Methods: Pilot randomized control trial with blinded assessment at 6 and 12 months. The intervention group (n = 29) received in-reach rehabilitation in addition to usual ward therapy. The usual-care group (n = 33) received usual ward therapy. The primary outcome assessed was length-of-stay. Secondary outcomes included mobility, functional independence, psychological status and quality-of-life.
Results: The intervention group received more physiotherapy and occupational therapy sessions per week than the usual-care group (median = 8.2 vs 4.9, p < 0.001). Total length-of-stay was variable; while median values differed between the intervention and usual care groups (median 31 vs 41 days), this was not significant and the pilot study was not adequately powered (p = 0.57). No significant differences were observed in the secondary outcomes at hospital discharge, 6- or 12-month follow-ups.

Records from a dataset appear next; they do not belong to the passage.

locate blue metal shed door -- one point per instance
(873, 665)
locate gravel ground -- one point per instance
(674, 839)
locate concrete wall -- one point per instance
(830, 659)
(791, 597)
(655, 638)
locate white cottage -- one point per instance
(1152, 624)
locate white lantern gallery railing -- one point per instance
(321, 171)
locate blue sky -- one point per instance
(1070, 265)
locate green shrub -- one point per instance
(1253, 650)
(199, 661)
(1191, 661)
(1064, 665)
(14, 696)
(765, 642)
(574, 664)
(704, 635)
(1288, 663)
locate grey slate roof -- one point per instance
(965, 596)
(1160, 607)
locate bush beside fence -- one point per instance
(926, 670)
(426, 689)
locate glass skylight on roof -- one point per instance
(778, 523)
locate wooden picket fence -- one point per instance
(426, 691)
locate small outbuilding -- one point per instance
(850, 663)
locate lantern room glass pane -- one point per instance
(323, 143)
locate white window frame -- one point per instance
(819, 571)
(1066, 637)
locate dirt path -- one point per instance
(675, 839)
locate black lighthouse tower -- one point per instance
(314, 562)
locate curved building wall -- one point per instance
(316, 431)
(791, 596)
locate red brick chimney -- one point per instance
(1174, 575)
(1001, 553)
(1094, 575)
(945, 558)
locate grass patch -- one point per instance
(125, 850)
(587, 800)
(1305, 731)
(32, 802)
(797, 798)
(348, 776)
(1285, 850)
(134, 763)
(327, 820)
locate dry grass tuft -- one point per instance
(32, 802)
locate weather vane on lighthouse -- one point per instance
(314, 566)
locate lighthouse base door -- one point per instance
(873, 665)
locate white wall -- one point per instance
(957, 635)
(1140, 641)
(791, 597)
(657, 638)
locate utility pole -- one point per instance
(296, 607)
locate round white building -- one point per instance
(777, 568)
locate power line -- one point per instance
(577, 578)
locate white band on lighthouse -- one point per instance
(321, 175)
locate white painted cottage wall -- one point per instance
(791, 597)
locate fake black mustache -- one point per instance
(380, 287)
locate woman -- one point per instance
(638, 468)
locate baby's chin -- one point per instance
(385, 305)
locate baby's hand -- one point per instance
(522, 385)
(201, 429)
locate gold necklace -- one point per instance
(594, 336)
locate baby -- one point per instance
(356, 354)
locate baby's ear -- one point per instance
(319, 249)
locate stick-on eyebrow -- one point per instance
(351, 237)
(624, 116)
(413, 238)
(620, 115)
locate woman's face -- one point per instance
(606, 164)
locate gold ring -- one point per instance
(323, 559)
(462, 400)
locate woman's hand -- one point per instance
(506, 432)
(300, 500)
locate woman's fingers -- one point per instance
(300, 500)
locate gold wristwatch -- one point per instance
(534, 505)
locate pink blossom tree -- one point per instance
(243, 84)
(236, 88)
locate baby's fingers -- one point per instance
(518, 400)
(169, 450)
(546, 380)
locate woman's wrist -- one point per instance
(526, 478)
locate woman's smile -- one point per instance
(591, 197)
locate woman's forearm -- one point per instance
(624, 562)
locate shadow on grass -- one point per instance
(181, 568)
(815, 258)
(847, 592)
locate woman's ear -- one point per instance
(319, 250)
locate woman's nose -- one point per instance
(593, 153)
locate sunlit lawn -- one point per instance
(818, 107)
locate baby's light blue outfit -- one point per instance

Conclusion: Provision of intensive early rehabilitation to intensive care unit survivors on the acute ward is feasible. A further trial is needed to draw conclusions on how this intervention affects length-of-stay and functional outcomes.
This pilot study aimed to assess whether early, structured rehabilitation can be provided to critical care survivors and aid physical and psychological recovery. The study recruited 66 participants who were critically ill and were in intensive care for at least 5 days. The study compared patients receiving early rehabilitation in addition to usual therapy, vs usual therapy on the acute ward. Both participant groups were assessed at hospital discharge and at 6 and 12 months. The outcomes assessed included: length of hospital stay; mobility ability to carry out activities of daily living; psychological symptoms; and quality of life. The results showed that early rehabilitation was feasible, could be provided to critical care survivors, and suggested that these patients may have a shorter length of stay in hospital. While both groups improved in their other outcomes, there were no major differences between the groups.